This is worth noting and the setup can be seen in our graphs on the following pages. While the clock will have an effect on benchmarks that rely more heavily on the CPU, when it comes to pure memory benchmarks the clock speed should have little to no impact.
Version and / or Patch Used: 1.62
Developer Homepage: http://www.wprime.net/
Product Homepage: http://www.wprime.net/
wPrime uses a recursive call of Newton's method for estimating functions, with f(x)=x2-k, where k is the number we're sqrting, until Sgn(f(x)/f'(x)) does not equal that of the previous iteration, starting with an estimation of k/2. It then uses an iterative calling of the estimation method a set amount of times to increase the accuracy of the results. It then confirms that n(k)2=k to ensure the calculation was correct. It repeats this for all numbers from 1 to the requested maximum.

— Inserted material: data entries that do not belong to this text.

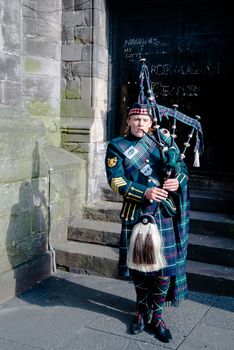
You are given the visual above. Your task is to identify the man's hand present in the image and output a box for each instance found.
[145,187,168,202]
[163,179,179,192]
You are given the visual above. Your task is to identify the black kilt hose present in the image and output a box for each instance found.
[106,134,190,305]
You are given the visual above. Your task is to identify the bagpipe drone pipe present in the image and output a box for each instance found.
[138,58,204,178]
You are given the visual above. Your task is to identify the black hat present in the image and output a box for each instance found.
[128,102,150,117]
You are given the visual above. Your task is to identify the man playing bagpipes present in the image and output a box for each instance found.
[106,59,202,342]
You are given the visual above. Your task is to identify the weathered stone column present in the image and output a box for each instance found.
[0,107,52,301]
[61,0,108,201]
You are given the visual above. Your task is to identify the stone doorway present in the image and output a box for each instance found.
[108,0,234,174]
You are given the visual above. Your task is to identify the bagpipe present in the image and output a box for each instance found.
[127,58,203,273]
[138,58,204,178]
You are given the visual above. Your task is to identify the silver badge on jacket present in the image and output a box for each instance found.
[140,164,153,176]
[124,146,138,159]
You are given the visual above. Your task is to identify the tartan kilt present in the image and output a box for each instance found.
[118,197,189,306]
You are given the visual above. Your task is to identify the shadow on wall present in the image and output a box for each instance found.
[6,143,47,294]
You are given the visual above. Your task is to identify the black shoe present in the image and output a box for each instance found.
[151,320,172,343]
[132,313,145,334]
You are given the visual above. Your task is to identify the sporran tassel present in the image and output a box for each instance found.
[193,150,200,168]
[127,222,167,272]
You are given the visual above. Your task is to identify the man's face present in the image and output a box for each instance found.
[128,114,152,137]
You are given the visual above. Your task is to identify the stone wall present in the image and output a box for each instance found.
[0,0,87,301]
[21,0,62,147]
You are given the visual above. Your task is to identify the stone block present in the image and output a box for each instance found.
[61,100,94,118]
[0,252,52,302]
[93,45,108,65]
[3,81,22,106]
[0,51,21,82]
[22,75,60,99]
[22,56,61,78]
[81,44,93,61]
[74,27,93,45]
[72,61,92,77]
[74,0,92,11]
[62,11,86,28]
[62,0,75,11]
[37,18,61,38]
[0,178,48,216]
[3,0,23,28]
[48,147,86,243]
[81,77,92,105]
[93,61,108,80]
[2,23,21,52]
[62,44,82,61]
[23,17,37,36]
[93,9,106,28]
[22,0,38,21]
[65,78,81,99]
[62,27,74,45]
[0,81,2,103]
[24,96,60,117]
[93,27,108,47]
[23,37,61,60]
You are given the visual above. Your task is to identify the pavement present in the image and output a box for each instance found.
[0,270,234,350]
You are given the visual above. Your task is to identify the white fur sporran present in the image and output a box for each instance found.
[127,215,167,272]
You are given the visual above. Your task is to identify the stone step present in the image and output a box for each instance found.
[56,241,234,296]
[188,233,234,267]
[102,188,234,214]
[190,190,234,214]
[187,260,234,296]
[67,219,234,266]
[83,201,234,238]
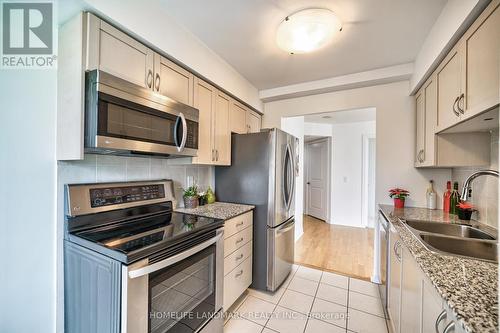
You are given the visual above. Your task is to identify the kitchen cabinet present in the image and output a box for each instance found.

With wPrime mainly taking advantage of the CPU, we can see that the GeIL kit falls to the back of the pack here.
Benchmarks - Everest Ultimate Edition
Version and / or Patch Used: Ultimate Edition
Developer Homepage: http://www.lavalys.com/
Product Homepage: http://www.lavalys.com/products/overview.php?pid=3&ps=UE&lang=en
Buy It Here
EVEREST Ultimate Edition is an industry leading system diagnostics and benchmarking solution for enthusiasts PC users, based on the award-winning EVEREST Technology. During system optimizations and tweaking it provides essential system and overclock information, advanced hardware monitoring and diagnostics capabilities to check the effects of the applied settings. CPU, FPU and memory benchmarks are available to measure the actual system performance and compare it to previous states or other systems. Furthermore, complete software, operating system and security information makes EVEREST Ultimate Edition a comprehensive system diagnostics tool that offers a total of 100 pages of information about your PC.
Here we can see under a test that doesn't take full advantage of the CPU clock we're able to find that the GeIL kit at 1800MHz performs as you would expect for the most part. Read performance is way up from 1333MHz, but write performance on the other hand doesn't have the same effect unfortunately.

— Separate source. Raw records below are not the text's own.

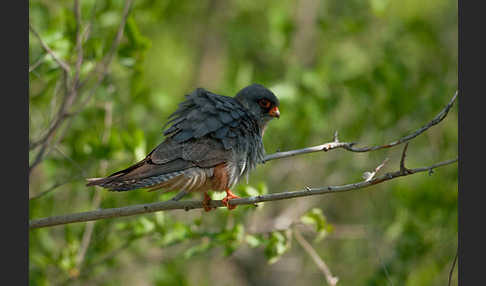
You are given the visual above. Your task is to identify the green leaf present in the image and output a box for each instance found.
[264,231,290,264]
[300,208,333,241]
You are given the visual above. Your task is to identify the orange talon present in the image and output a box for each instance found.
[203,193,212,212]
[221,189,240,210]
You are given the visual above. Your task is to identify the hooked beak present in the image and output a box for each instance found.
[268,106,280,118]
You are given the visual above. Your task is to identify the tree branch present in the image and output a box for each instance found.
[29,158,457,229]
[264,91,458,162]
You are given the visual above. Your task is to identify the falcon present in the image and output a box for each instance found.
[87,84,280,211]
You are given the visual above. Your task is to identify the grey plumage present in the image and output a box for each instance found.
[87,85,278,194]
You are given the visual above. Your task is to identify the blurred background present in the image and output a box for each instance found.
[29,0,458,286]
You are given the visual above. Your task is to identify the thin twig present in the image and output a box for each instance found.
[363,158,388,182]
[29,0,133,175]
[76,101,113,273]
[29,54,46,73]
[294,228,339,286]
[264,91,458,162]
[400,142,412,173]
[29,158,457,229]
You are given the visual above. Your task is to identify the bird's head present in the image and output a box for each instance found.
[235,83,280,128]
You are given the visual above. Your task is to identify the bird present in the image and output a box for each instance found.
[86,83,280,211]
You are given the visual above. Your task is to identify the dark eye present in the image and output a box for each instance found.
[258,98,270,108]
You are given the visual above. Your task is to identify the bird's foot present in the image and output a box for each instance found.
[221,189,240,210]
[203,193,213,212]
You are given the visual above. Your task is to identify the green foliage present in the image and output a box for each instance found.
[300,208,333,242]
[29,0,457,285]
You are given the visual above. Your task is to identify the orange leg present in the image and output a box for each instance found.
[203,192,212,212]
[221,189,239,210]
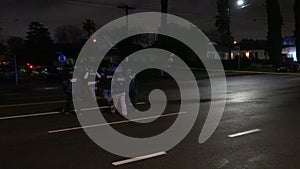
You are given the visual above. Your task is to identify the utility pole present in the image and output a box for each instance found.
[118,5,136,30]
[161,0,168,27]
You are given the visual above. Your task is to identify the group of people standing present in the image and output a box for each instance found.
[64,62,137,116]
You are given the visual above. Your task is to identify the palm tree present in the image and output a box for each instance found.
[294,0,300,62]
[82,19,97,37]
[266,0,284,66]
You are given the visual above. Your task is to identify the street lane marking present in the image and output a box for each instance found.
[228,129,261,138]
[44,87,58,90]
[137,102,147,105]
[80,102,146,111]
[112,151,167,166]
[0,112,60,120]
[48,112,187,134]
[80,106,110,111]
[0,100,146,108]
[0,100,67,108]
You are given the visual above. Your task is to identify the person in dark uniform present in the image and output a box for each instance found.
[63,67,74,114]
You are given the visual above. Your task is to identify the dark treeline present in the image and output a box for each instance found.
[0,19,96,66]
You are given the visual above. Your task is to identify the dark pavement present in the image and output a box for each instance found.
[0,75,300,169]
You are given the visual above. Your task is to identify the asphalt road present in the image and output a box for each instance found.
[0,75,300,169]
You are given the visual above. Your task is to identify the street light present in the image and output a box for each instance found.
[236,0,245,7]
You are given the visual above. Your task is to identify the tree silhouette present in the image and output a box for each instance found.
[54,25,84,58]
[25,22,54,64]
[266,0,283,65]
[294,0,300,62]
[82,19,97,37]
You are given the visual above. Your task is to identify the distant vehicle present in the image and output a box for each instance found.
[274,63,299,72]
[31,66,48,76]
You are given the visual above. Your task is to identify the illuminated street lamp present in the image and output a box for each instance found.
[236,0,245,7]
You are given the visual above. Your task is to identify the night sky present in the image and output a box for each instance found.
[0,0,294,40]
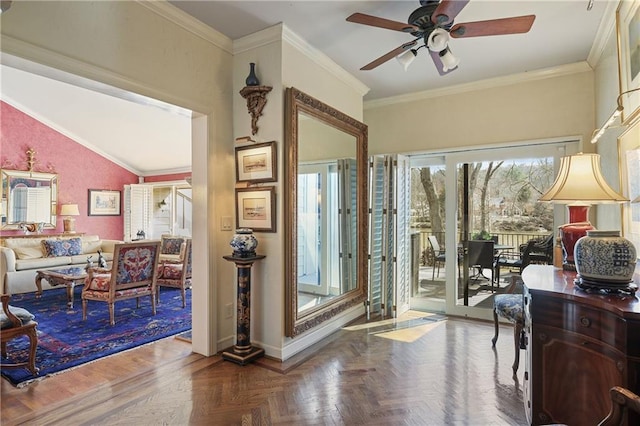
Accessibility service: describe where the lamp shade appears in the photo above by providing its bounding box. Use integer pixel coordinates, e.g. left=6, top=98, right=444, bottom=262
left=540, top=153, right=629, bottom=205
left=60, top=204, right=80, bottom=216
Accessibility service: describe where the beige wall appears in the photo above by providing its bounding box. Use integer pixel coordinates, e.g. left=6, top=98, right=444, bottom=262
left=365, top=71, right=594, bottom=154
left=1, top=1, right=234, bottom=355
left=586, top=25, right=623, bottom=229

Benchmarks - SiSoft Sandra
Version and / or Patch Used: Professional Home
Developer Homepage: http://www.sisoftware.co.uk
Product Homepage: http://sisoftware.jaggedonline.com/index.php?location=home&a=TTA&lang=en
Buy It Here
SiSoft Sandra (System ANalyser, Diagnostic and Reporting Assistant) is a synthetic Windows benchmark that features different tests used to evaluate different PC subsystems.
Under Sandra we find that the memory performance here is similar to that of the 1333MHz clocked A-DATA modules.
Benchmarks - Sciencemark
ScienceMark 2.0 is a mathematical program designed to stress the memory subsystems of both desktop/workstation and server environments to determine the read/write latency as well as the overall memory bandwidth available between the CPU and the memory controller.
We again see that the CPU is playing a more important role here. For this reason we see the GeIL kit fall to the back of the pack.
Benchmarks - Far Cry 2
Far Cry 2
Version and / or Patch Used: 1.01
Timedemo or Level Used: Ranch Long
Developer Homepage: http://www.ubi.com/
Product Homepage: http://www.farcry2.com/
Buy It Here
The Dunia Engine was built specifically for Far Cry 2 by the award-winning Ubisoft Montreal development team. It delivers the most realistic destructible environments, amazing special effects such as dynamic fire propagation and storm effects, real-time night-and-day cycle, dynamic music system, non-scripted enemy A.I. and so much more.
Down 400MHz in the CPU clock department, we can see that there is still very little performance difference between the four setups.
1800MHz results in us having to mess around with the CPU clocks a bit more, meaning that our i7 920 was clocked lower than we would have preferred it to be when it came to testing the modules. Depending on your CPU, PC3-14400 modules might not be the best kit for you. At the same time, they might be a better option.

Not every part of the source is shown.